Так вот с этой собакой, взяв на поводок, он и подался в Москву. Уехал – и с концами! Ни слуху ни, как говорится… По телевизору показывали кортеж из ста семидесяти черных "Волг" – ты пытался разглядеть в огромной толпе дядь Митрошку, да только без толку. Через месяц Туз объявился, весь в репьях и худющий, повыл неделю у брошенного Митрофанового дома, потом пропал и он. А еще через неделю пришло извещение: заберите тело… Вот так-то они и кончили. Поэтому и некому сказать тебе ободряющего слова, и некому поддержать в трудную минуту. А минута как раз наступила…
По радио же новый певец заливается. Песня про гражданскую войну, но опять с блатными интонациями. Что это случилось со всеми нами?..
Спаса-на-Крови со стены я снял, хату запалил да обрез достал…
О, как устал ты от всей этой музыки! Что ж мы жить-то не можем по правде, без злобы? Обязательно надо рубаху порвать – или на ближнем, или уж, на худой конец, на себе. И что же такое вся наша жизнь, если не бесконечная цепь злодеяний и преступлений? Ужасный какой-то коктейль – из слез, крови и…дерьма.

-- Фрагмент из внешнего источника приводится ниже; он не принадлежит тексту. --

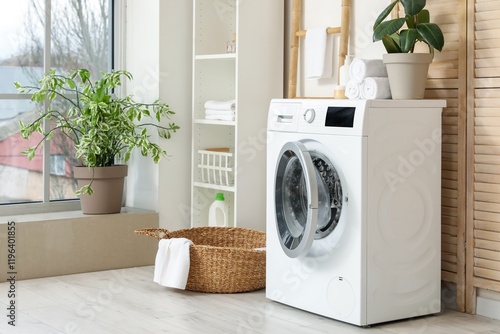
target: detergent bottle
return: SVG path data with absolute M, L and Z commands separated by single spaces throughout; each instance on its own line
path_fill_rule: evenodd
M 228 208 L 224 201 L 224 194 L 217 193 L 215 201 L 208 211 L 208 226 L 227 226 Z

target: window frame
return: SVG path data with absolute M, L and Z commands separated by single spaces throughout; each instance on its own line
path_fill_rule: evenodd
M 44 73 L 47 74 L 50 69 L 50 53 L 51 53 L 51 27 L 52 13 L 51 5 L 53 0 L 45 0 L 45 26 L 44 26 Z M 126 0 L 109 0 L 109 12 L 112 13 L 109 20 L 110 38 L 109 47 L 111 49 L 109 63 L 111 69 L 118 64 L 122 65 L 124 61 L 125 50 L 125 25 L 126 25 Z M 49 27 L 49 28 L 47 28 Z M 1 100 L 26 100 L 30 99 L 31 94 L 2 94 Z M 47 108 L 47 102 L 43 108 Z M 48 122 L 44 123 L 48 126 Z M 42 201 L 32 201 L 25 203 L 0 203 L 0 216 L 5 215 L 21 215 L 21 214 L 37 214 L 50 213 L 60 211 L 75 211 L 80 210 L 80 199 L 50 200 L 50 141 L 48 145 L 43 146 L 43 199 Z

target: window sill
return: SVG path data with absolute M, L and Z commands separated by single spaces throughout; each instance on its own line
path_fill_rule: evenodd
M 13 271 L 17 280 L 152 265 L 158 249 L 156 240 L 134 233 L 158 227 L 159 215 L 150 210 L 123 208 L 111 215 L 66 211 L 4 218 L 0 245 L 9 242 L 8 221 L 15 222 Z M 0 248 L 0 268 L 7 268 L 7 252 L 7 247 Z
M 120 213 L 111 215 L 85 215 L 81 210 L 71 210 L 71 211 L 54 211 L 54 212 L 41 212 L 41 213 L 28 213 L 28 214 L 2 214 L 0 217 L 0 225 L 6 224 L 7 221 L 14 221 L 16 223 L 23 222 L 35 222 L 35 221 L 46 221 L 46 220 L 62 220 L 62 219 L 78 219 L 78 218 L 90 218 L 90 217 L 102 217 L 106 219 L 107 216 L 113 217 L 116 215 L 126 215 L 133 213 L 154 213 L 151 210 L 123 207 Z

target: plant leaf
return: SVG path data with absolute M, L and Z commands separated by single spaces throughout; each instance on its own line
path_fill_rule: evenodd
M 413 46 L 417 42 L 420 35 L 415 29 L 401 30 L 399 33 L 399 46 L 401 47 L 401 52 L 408 53 L 413 50 Z
M 443 50 L 444 36 L 439 26 L 435 23 L 421 23 L 417 31 L 424 41 L 438 51 Z
M 385 35 L 394 34 L 403 26 L 404 23 L 404 17 L 380 23 L 373 31 L 373 41 L 380 41 Z
M 73 81 L 72 79 L 68 78 L 67 83 L 68 83 L 68 87 L 69 88 L 71 88 L 71 89 L 75 89 L 76 88 L 75 81 Z
M 425 7 L 425 0 L 401 0 L 407 15 L 417 15 Z
M 431 22 L 431 14 L 427 9 L 422 10 L 417 15 L 417 24 L 419 23 L 429 23 Z
M 375 28 L 378 27 L 378 25 L 380 23 L 382 23 L 382 21 L 387 17 L 389 16 L 389 14 L 392 12 L 392 10 L 394 9 L 394 6 L 396 6 L 396 4 L 398 3 L 399 0 L 395 0 L 393 1 L 389 6 L 387 6 L 381 13 L 380 15 L 377 17 L 377 19 L 375 20 L 375 23 L 373 24 L 373 30 L 375 30 Z
M 382 38 L 382 43 L 384 44 L 387 53 L 401 53 L 401 48 L 399 47 L 398 40 L 394 38 L 394 35 L 393 36 L 385 35 Z M 396 35 L 396 37 L 399 39 L 399 36 Z

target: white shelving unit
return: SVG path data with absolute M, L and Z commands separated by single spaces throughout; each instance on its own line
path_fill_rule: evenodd
M 284 2 L 193 0 L 193 15 L 191 226 L 208 225 L 222 192 L 230 226 L 265 230 L 267 112 L 283 96 Z M 233 36 L 236 52 L 227 53 Z M 235 120 L 205 119 L 209 100 L 235 100 Z M 229 152 L 209 151 L 210 166 L 210 148 Z

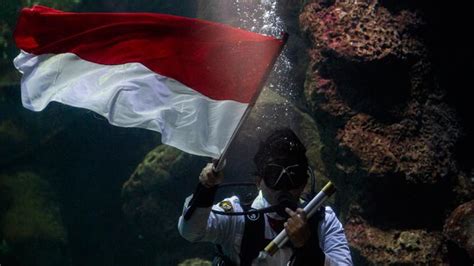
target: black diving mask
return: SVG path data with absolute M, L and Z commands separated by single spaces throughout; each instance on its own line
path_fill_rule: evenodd
M 269 163 L 263 168 L 263 180 L 274 190 L 292 190 L 303 187 L 308 180 L 308 168 L 299 164 L 282 166 Z

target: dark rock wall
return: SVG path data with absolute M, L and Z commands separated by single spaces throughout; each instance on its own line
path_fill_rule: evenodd
M 423 7 L 312 1 L 300 15 L 305 94 L 363 264 L 448 263 L 444 219 L 473 197 L 472 165 L 458 160 L 468 129 L 439 81 Z
M 474 200 L 460 205 L 449 215 L 443 234 L 453 265 L 474 259 Z
M 191 195 L 206 159 L 160 145 L 150 151 L 122 187 L 122 210 L 144 247 L 147 265 L 177 265 L 211 258 L 210 244 L 191 244 L 177 230 L 184 199 Z

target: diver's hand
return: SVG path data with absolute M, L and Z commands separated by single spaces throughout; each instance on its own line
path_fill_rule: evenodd
M 308 220 L 306 219 L 306 213 L 303 209 L 298 208 L 296 212 L 285 208 L 286 213 L 290 215 L 290 218 L 285 223 L 285 230 L 290 238 L 291 243 L 296 248 L 304 246 L 306 241 L 310 238 L 311 231 L 309 230 Z
M 199 175 L 199 182 L 203 184 L 207 188 L 211 188 L 215 185 L 222 183 L 224 180 L 224 173 L 221 172 L 214 172 L 212 168 L 213 164 L 208 163 L 201 171 Z

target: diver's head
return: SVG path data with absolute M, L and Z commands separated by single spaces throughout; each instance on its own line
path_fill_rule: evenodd
M 257 186 L 271 204 L 295 208 L 308 181 L 306 148 L 289 128 L 274 131 L 254 157 Z

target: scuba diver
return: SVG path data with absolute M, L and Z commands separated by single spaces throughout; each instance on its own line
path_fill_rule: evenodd
M 213 205 L 223 173 L 206 165 L 184 203 L 178 230 L 191 242 L 216 244 L 213 265 L 254 265 L 259 252 L 283 229 L 290 241 L 258 265 L 352 265 L 344 229 L 330 207 L 310 219 L 300 197 L 312 174 L 306 149 L 288 128 L 274 131 L 254 157 L 259 194 L 250 206 L 237 196 Z M 314 176 L 313 176 L 314 181 Z M 314 196 L 314 195 L 313 195 Z

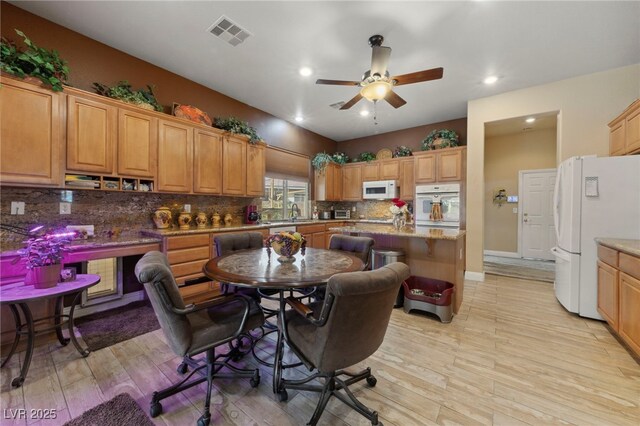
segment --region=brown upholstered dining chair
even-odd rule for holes
[[[238,232],[233,234],[220,234],[213,238],[216,256],[224,256],[238,250],[259,249],[264,246],[260,232]],[[255,288],[240,288],[233,283],[220,283],[223,293],[241,292],[259,300],[258,291]]]
[[[288,398],[287,389],[320,392],[320,400],[308,424],[315,425],[331,396],[335,396],[358,413],[378,422],[378,413],[356,399],[348,386],[366,380],[376,385],[367,368],[347,373],[344,368],[372,355],[382,344],[400,284],[409,277],[409,267],[392,263],[380,269],[336,274],[326,287],[323,302],[304,305],[288,298],[293,309],[285,314],[285,339],[291,350],[310,369],[310,376],[277,383],[281,401]],[[348,378],[342,379],[340,376]],[[283,375],[284,376],[284,375]],[[322,378],[322,385],[309,384]]]
[[[338,250],[352,254],[364,263],[364,269],[371,269],[371,249],[375,241],[369,237],[352,237],[350,235],[334,234],[329,240],[329,250]],[[313,291],[315,300],[324,299],[324,287],[317,287]]]
[[[198,419],[198,426],[206,426],[211,418],[209,404],[214,377],[247,377],[251,379],[253,387],[260,383],[258,369],[241,369],[228,361],[243,355],[239,349],[239,339],[264,323],[262,310],[255,300],[240,294],[220,296],[200,305],[185,306],[167,257],[157,251],[146,253],[136,264],[135,273],[144,284],[167,343],[177,355],[183,357],[178,372],[184,374],[189,366],[194,368],[180,382],[153,393],[151,417],[162,413],[160,401],[164,398],[206,381],[204,412]],[[230,350],[216,354],[215,349],[223,344],[228,344]],[[205,354],[203,359],[193,358],[202,353]],[[231,370],[232,374],[220,373],[224,367]],[[200,377],[191,379],[196,372]]]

Ты начал с нуля, даже, скорее, с минусовой отметки. Когда хочется кого-нибудь осадить, бросаешь: если б ты родился, братец, где родился я, ты бы землю пахал. Или в навозе ковырялся. Однако сам-то ты поднялся! Правдами-неправдами. Но для чего? Ведь все тобой заработанное с тобой и уйдет. Уже, считай, ушло… Детям не останется ни-че-го. Им тоже начинать с нуля, как и тебе, даже еще ниже, потому что выросли без отца, ты их бросил. А теперь ты для них и вовсе лишь досадная обуза. Тогда для чего вся эта суета, называемая жизнью? Брошенные жены, оставленные дети, бесчисленные любовницы, которые в последнее время заводились уже и вовсе из меркантильных соображений: эта подрамниками обеспечивает, а у той – квартира в Москве. Ведь теперь-то уж точно все прахом пойдет. Кому ты нужен – такой… Так чего ради тянуть?